Background technique
Hydrogen energy source is one of most promising clear energy sources, this, which is primarily due to it, has environmental-friendly, energy density height
The characteristics of.Ideal electrocatalytic hydrogen evolution catalyst is platinum and its composite material.But the resource scarcity of platinum, it is at high price, be difficult by
Make the selection of heavy industrialization application.It is in recent years, like a raging fire in terms of non-platinum class electrocatalytic hydrogen evolution catalyst research,
Such as sulfide of molybdenum disulfide, tungsten sulfide, carbide, defect nickel oxide, phosphatization cobalt, nickel phosphide, iron-cobalt-nickel.In addition, ruthenium and
Its composite material has also obtained people's attention as liberation of hydrogen material, this is primarily due to ruthenium composite material and often has connect with platinum carbon
Close plays spike potential and overpotential, and performance is brilliant.
Summary of the invention
In the presence of overcoming the shortcomings of the prior art, the present invention provides a kind of electrocatalytic hydrogen evolution material and its preparation side
Method solves the features such as existing electrolysis hydrogen catalyst overpotential is high, preparation process is complicated, condition is harsh, stability is poor.

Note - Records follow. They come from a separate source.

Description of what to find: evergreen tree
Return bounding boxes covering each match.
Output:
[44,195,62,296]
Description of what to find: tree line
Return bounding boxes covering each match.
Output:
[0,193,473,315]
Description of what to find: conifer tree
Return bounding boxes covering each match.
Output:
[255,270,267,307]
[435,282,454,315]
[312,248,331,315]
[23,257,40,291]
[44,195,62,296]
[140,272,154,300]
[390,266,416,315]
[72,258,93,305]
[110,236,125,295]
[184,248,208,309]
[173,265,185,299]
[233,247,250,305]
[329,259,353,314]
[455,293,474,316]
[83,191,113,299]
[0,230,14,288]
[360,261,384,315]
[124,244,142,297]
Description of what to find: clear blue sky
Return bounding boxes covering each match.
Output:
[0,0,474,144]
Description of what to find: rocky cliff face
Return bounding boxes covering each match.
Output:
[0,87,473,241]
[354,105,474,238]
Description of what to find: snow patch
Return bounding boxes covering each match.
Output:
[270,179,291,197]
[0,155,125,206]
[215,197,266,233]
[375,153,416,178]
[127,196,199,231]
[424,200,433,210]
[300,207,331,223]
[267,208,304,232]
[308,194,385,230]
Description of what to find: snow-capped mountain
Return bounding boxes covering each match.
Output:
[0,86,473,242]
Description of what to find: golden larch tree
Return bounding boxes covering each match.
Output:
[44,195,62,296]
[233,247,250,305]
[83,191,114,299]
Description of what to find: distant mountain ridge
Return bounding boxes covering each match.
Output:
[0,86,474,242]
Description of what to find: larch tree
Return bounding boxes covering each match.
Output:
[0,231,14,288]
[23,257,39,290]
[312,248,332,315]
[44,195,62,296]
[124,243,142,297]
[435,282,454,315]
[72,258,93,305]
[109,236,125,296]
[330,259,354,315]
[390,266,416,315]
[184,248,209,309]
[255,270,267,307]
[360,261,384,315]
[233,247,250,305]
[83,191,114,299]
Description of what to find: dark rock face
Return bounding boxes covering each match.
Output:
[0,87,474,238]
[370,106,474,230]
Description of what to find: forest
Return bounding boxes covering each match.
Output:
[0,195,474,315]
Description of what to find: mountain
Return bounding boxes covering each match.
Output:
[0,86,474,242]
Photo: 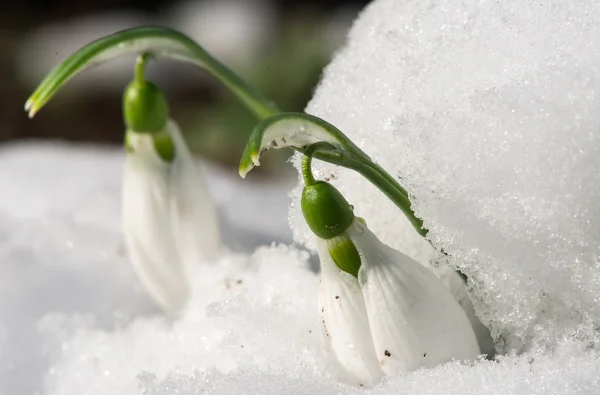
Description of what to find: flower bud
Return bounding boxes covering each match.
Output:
[301,181,354,239]
[123,80,169,133]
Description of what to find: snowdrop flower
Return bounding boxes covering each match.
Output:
[302,177,480,386]
[122,78,219,314]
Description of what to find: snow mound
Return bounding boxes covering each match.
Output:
[290,0,600,350]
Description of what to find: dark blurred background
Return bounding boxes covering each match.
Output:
[0,0,368,175]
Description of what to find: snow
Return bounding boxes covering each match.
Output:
[0,0,600,395]
[290,0,600,350]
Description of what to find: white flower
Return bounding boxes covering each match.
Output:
[122,120,219,313]
[318,219,480,385]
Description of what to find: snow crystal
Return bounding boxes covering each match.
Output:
[0,0,600,395]
[290,0,600,350]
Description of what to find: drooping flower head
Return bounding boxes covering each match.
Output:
[122,68,219,313]
[302,158,480,385]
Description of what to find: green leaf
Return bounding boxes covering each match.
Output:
[25,26,278,119]
[239,113,371,178]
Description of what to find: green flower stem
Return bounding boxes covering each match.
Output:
[25,26,279,119]
[302,155,317,186]
[239,113,427,236]
[346,159,428,237]
[298,142,427,237]
[134,52,151,83]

In order to solve the above-mentioned technical problem, the technical scheme adopted by the invention is as follows:
A kind of electrocatalytic hydrogen evolution material, by ruthenium trichloride, 3,3', 4,4'- biphenyl tetramines, 5,6- dihydroxy -5- cyclohexene -1,2,
3,4- tetrone disodium salt and N-Methyl pyrrolidone are made.
The ruthenium trichloride can also be ruthenium trichloride hydrate.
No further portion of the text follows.